California passes bill first in the nation to require hospitals & other healthcare facilities to have 45-day supplies of PPE at pandemic levels

The California state legislature late Monday night passed the nation’s first law requiring healthcare facilities, including hospitals, medical groups, skilled nursing facilities, and dialysis clinics, to maintain a 45-day supply of personal protective equipment (PPE) at pandemic levels to be prepared for future healthcare emergencies.

The law also sets the stage for the state of California to create a 90-day supply of PPE for healthcare and other essential workers.

“This legislation will make sure we will never be caught off-guard again when a pandemic or other health emergency hits our state,” said Jessica Rodriguez, an emergency department technician at Kaiser Oakland. “Too many healthcare and other essential workers have gotten sick and needlessly died because we did not have the supplies of PPE we desperately needed to treat COVID-19 patients. Many lives will be saved because of this new law.”

The bill was conceived and backed by SEIU-United Healthcare Workers West and was sponsored by Sens. Dr. Richard Pan (D-Sacramento) and Connie M. Leyva (D-Chino). In addition to the 45-day requirement for healthcare facilities, the legislation also creates a state PPE advisory committee to guide California on the creation of a state stockpile of PPE and procurement guidelines to work toward a 90-day pandemic level supply for all essential workers. Labor and industry will each have four seats on the 15-member advisory committee, with seven others appointed by the state.

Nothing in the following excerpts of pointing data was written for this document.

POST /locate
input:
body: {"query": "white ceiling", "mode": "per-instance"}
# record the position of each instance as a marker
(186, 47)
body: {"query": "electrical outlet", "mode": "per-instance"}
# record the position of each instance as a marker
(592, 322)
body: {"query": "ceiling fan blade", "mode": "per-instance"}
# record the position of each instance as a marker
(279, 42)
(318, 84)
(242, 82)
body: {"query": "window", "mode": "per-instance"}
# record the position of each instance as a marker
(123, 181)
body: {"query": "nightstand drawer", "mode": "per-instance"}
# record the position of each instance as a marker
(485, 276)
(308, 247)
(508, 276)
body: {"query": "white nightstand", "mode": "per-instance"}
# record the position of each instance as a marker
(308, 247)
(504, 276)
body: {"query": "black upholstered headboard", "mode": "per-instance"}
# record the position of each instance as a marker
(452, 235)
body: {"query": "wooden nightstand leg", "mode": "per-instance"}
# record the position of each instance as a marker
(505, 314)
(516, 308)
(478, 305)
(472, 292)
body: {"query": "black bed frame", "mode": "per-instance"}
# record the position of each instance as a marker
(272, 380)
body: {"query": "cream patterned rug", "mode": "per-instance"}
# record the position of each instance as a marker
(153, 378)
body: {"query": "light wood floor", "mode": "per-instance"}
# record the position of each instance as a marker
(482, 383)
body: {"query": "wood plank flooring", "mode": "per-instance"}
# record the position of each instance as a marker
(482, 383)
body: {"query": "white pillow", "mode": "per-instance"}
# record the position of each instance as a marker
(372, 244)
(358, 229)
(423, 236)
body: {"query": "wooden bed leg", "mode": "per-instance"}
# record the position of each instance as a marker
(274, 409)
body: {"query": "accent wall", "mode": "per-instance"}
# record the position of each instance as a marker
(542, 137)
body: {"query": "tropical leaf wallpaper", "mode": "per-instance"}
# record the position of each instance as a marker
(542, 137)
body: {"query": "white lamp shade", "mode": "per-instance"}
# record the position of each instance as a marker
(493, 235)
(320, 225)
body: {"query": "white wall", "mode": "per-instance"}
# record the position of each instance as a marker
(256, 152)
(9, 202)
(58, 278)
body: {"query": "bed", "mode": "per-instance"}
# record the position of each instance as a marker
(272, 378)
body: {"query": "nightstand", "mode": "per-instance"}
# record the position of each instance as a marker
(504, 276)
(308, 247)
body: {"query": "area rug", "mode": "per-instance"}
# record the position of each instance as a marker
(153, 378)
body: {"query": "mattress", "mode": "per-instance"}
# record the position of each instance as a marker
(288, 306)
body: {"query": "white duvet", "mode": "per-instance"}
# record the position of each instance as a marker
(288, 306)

The bill requires employers to provide unexpired PPE upon request to all healthcare workers, whether they are performing direct patient care or supporting patient care, such as environmental services workers (housekeeping), and lab, transport and dietary employees.

“No healthcare workers should have to go through what we did when the pandemic hit and we had to put our lives on the line without the masks, gowns and other equipment to protect us,” said Vanessa Mondragon, a lab assistant II at Riverside Community Hospital. “Our employers were totally unprepared, the state was unable to back them up, and all of them were dependent on foreign suppliers, many of whom were fraudulent. This legislation cleans up what was a deadly mess for so many dedicated people.”

Under the new law:

Hospitals, skilled nursing facilities, dialysis clinics and medical practices that are part of an integrated health system are required to build a 45-day surge-level PPE stockpile. The PPE must be “new and not previously worn or used.” The stockpiles must be established by January 1, 2023. Providers are subject to fines up to $25,000 for each violation for failing to maintain the stockpile and failing to provide an inventory of equipment to California’s Division of Occupational Safety and Health.